Le nove tigri economiche dell’Africa sub sahariana

La difficoltà più grande che si incontra, quando si parla di Africa, è che nella sua enorme massa il continente racchiude tante anime. E persino nei suo ritagli, come ad esempio la porzione sub-sahariana, diverse ancora.
Farsi un’idea chiara dell’Africa, perciò, è semplicemente impossibile. A meno che non ci si accontenti delle rappresentazioni facili. Dici Africa e subito si pensa a malnutrizione, guerre, sistemi caotici. Ma come ogni rappresentazione semplificata, anche questa è ingannevole.
Un recente rapporto del Fmi dedicato proprio all’Africa sub-sahariana ci consente di capire quanto sia difficile parlare di Africa, mostrandoci proprio come pure all’interno di questa Africa “parziale” esistano grandi differenze che si traducono in modelli di crescita molto divergenti.
Pochi sanno ad esempio, e il Fmi fa bene a ricordarcelo, che questa porzione di Africa ospita nove delle venti economie più in rapida crescita al mondo nel 2024. Solo che questa informazione non emerge nel dibattito pubblico sull’Africa perché le statistiche aggregano le performance di questi paesi a livello regionale, col risultato che le media annacquano le performance dei più bravi.
Un’altra cosa che stupirà molti, è che questa divergenza gioca a favore dei paesi che non hanno una vocazione all’export energetico. Il grafico che apre questo post lo mostra con chiarezza. Le economie che hanno fatto fortuna esportando energia fossile, come Angola, Ciad e Nigeria, hanno subito un forte rallentamento, al contrario di quanto accaduto ai paesi che hanno altre risorse a base della loro economia.
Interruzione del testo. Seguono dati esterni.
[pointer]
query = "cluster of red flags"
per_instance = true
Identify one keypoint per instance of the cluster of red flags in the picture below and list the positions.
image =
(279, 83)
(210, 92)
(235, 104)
Un campanello d’allarme che dovrebbe suonare molto forte nella testa dei policy maker dei paesi che contano su petrolio e gas per far girare le loro società.
Peraltro è un fatto relativamente recente. Fino al 2014 i redditi dei paesi esportatori di energia (RIC) crescevano rapidamente. Dopo questa sorte è toccata ai non-RIC, mentre quelli degli altri hanno intrapreso una stagione di stagnazione.
Ciò è stato determinato dall’andamento dei prezzi delle materie prime, che hanno iniziato un percorso di graduale declino, che si è innestato all’interno di una quadro economico e istituzionale fragile, caratterizzato da imprenditorialità poco efficace, capitale umano carente e governance globale debole. Caratteristica comune a molte economie emergenti, e non solo. In ogni caso nulla che faccia bene alla crescita economica.

A ciò si aggiunga che i soldi facili arrivati dalle risorse energetiche non hanno favorito lo sviluppo di un uso intelligente delle risorse fiscali – spesso questi paesi concedono notevoli sussidi energetici ai propri cittadini – e soprattutto di una disciplina fiscale capace di affrontare i momenti di carenza di risorse. Secondo il Fmi, in media questi paesi “petrolieri” ha finito con lo spendere tutti i suoi ricavi derivanti dalle esportazioni energetiche nello stesso anno in cui venivano realizzati. Questo ha avuto una chiara conseguenza sui tassi di crescita di questi paesi.

Questa divergenza di crescita è molto problematica nella regione sub-sahariana, visto che i paesi RIC costituiscono circa i due terzi del pil e della popolazione dell’area. Ciò ha conseguenze sulla capacità di sviluppo dell’intera zona, con l’aggravante che oggi un bambino che nasce in un RIC ha una speranza di vita inferiore di 4 anni rispetto alla media di un paese non RIC e il 25% di probabilità in più di vivere in povertà.
Si tratta, in sostanza, di aiutare questi paesi a sviluppare una governance più efficace e a diversificare l’economia, “viziata” dalla rendita petrolifera. Problema molto complesso. E non solo per i paesi africani.